Everything Works Until It Doesn’t

October 2018 is a perfect example of one of my father’s favorite sayings, echoed poignantly and pointedly through the years by an old investing partner, and oft-repeated in this space: Everything works until it doesn’t. I had a client meeting at the end of September and the closing question was, “Do we own enough Amazon?” I mean, I didn’t take offense, it was a good question. Do you realize the trailing 10-year annualized return for Amazon (ticker: AMZN) as of October 31, 2018 was +39.50%? Again, that’s per year. I’ve pointed out many times in the past that Amazon, Apple, et al., have been the powers behind the amazing performance of the S&P 500 since the lows of March 2009. The technology sector has been the driving force of both the S&P 500 and the growth investing style for a decade. But, again, everything works until it doesn’t.  In October of 2018 Amazon returned (-)20.22%, with the S&P 500 down (-)6.84%. Would this client, or any client, be willing to accept a month like October in exchange for the previous ten years’ worth of return? Of course, who wouldn’t? But now that we’re here I can’t guarantee those ten years will happen again. Lots of stocks have amazing near-decade runs and then fall off. Southwestern Energy (ticker: SWN) had an annualized return of +48.48%, which translated to a cumulative return of +5,108%, in the ‘00’s decade. Now? The trailing 10-year annualized return of Southwestern as of October 31st was (-)17.28%. Again, to emphasize, that’s per year. That’s not to say Amazon is Southwestern, an exploration and production natural gas company that hasn’t been run particularly well and ran into a natural gas glut. I don’t believe for one second Amazon reverses course and becomes Sears in the next ten years. I’m merely pointing out that finance has cycles, and great companies don’t always make for great stocks. Hence, my response to the client on our Amazon weighting was simply that: The principles of diversification of our investment program are defined by not chasing performance with all your money and having pockets of the portfolio that lie fallow but will help when market cycles turn. Keep in mind, I didn’t really say that.

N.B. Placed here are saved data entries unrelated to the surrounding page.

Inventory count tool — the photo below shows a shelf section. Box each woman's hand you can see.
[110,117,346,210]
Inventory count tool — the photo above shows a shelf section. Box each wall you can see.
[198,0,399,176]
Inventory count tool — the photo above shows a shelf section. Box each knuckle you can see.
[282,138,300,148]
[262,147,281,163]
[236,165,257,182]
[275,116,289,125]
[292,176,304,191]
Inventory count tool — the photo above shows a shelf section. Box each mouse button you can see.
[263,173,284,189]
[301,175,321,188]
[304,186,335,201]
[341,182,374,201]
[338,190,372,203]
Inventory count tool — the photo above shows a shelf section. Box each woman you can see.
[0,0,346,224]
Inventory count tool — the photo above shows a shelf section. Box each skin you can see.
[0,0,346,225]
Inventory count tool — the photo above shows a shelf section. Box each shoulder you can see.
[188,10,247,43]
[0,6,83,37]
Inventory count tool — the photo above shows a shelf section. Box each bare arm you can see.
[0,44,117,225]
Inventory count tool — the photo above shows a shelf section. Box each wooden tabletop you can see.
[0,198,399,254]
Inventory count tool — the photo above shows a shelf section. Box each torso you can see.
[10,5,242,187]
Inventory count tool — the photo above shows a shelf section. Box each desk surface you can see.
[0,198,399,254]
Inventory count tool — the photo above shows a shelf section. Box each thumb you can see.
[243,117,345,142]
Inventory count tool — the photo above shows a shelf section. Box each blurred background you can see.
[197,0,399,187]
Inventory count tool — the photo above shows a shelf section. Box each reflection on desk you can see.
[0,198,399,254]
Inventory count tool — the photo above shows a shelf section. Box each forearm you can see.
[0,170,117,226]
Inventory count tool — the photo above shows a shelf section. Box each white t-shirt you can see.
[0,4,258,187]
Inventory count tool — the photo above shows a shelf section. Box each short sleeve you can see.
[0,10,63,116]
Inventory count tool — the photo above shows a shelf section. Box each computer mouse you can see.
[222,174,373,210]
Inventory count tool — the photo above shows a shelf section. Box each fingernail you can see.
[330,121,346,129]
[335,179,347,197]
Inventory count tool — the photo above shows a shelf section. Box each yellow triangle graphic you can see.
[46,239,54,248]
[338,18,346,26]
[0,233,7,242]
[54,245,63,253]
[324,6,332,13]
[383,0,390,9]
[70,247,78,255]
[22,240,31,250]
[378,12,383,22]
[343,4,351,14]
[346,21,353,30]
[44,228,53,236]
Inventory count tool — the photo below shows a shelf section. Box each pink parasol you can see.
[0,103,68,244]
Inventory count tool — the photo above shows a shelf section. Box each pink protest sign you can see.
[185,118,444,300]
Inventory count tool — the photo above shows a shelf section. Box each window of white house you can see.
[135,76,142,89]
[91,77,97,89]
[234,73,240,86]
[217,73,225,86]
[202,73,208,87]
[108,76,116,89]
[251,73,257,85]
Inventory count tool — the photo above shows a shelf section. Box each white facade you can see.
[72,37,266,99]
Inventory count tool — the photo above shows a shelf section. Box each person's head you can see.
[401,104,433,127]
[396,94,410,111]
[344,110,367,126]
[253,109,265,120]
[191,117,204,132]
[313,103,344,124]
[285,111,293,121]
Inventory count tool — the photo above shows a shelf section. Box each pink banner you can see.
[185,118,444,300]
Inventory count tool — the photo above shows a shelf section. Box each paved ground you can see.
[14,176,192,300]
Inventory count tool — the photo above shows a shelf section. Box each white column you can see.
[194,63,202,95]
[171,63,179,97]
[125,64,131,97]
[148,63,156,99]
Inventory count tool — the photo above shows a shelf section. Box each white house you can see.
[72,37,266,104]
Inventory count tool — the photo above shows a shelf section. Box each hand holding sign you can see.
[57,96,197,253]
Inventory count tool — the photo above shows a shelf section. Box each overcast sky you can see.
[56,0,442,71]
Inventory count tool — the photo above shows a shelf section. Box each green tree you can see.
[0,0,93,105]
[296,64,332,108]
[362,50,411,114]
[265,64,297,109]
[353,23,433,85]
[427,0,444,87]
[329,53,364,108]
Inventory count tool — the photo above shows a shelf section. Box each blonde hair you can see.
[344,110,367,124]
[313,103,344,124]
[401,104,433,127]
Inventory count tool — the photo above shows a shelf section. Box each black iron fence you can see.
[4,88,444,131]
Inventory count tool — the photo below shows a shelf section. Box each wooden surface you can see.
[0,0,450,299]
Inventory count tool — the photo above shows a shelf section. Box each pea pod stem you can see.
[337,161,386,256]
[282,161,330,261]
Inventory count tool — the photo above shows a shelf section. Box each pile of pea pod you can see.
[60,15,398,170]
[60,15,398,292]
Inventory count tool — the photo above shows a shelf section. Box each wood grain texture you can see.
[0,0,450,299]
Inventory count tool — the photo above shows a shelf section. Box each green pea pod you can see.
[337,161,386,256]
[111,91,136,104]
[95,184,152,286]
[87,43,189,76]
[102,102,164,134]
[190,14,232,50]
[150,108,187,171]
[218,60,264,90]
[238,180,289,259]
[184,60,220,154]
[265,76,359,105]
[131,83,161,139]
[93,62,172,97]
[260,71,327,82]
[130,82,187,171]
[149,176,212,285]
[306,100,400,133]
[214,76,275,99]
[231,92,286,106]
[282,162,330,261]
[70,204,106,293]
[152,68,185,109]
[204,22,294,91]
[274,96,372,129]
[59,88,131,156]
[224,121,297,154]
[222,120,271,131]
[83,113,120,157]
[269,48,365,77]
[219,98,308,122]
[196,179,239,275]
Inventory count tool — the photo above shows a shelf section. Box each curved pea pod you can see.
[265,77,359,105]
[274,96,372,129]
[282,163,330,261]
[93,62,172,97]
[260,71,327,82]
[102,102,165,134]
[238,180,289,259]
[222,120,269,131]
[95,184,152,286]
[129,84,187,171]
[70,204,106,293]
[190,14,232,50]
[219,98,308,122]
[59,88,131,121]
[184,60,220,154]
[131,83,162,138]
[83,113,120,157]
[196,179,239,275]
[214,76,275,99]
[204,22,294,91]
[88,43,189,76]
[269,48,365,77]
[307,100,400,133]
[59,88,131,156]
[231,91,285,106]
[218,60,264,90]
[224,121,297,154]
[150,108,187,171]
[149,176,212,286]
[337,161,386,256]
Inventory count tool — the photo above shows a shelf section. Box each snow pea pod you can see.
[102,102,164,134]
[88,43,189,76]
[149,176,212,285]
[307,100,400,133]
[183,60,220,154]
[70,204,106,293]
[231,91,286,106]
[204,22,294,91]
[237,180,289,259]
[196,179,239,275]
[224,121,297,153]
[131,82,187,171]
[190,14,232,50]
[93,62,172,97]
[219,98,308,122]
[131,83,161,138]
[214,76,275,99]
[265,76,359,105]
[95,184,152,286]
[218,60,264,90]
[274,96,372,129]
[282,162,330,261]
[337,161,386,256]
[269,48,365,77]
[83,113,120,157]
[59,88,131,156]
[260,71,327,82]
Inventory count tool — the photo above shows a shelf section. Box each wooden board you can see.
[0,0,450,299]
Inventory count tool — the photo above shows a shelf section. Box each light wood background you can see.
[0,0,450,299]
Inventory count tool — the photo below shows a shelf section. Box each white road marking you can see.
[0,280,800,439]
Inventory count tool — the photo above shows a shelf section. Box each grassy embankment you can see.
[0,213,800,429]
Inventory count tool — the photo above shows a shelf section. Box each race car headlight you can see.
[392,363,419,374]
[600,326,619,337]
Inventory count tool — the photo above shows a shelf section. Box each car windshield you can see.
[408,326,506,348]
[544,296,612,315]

I wish I had that been eloquent in person, off the cuff, but you get the gist.

So, some of our areas of research that appear less sexy in the good times managed to work well last month. The consumer staples sector exchange traded fund (ticker: XLP) that we’ve owned for a while was positive at +2.00% for the month. Our value investments, coming off nearly a decade of disappointment in the shadow of their growth counterparts, outperformed, albeit still to the downside. Our short-term fixed income investments, much maligned and worried over as they stare into the teeth of a Federal Reserve hell bent on raising rates, all managed to eke out a positive month. It’s not that we didn’t have negatives in our portfolios in October. We did. But, we avoided the worst of the downdraft by sidestepping the most crowded and overbought sections of the market, like technology. The technology sector exchange traded fund we most commonly track (ticker: XLK) was off (-)8.00% for the month. We’ll address other asset classes below, but this kind of rotation into unloved market areas when investors flee the “hot stocks” is precisely why we have the portfolios set up as they are.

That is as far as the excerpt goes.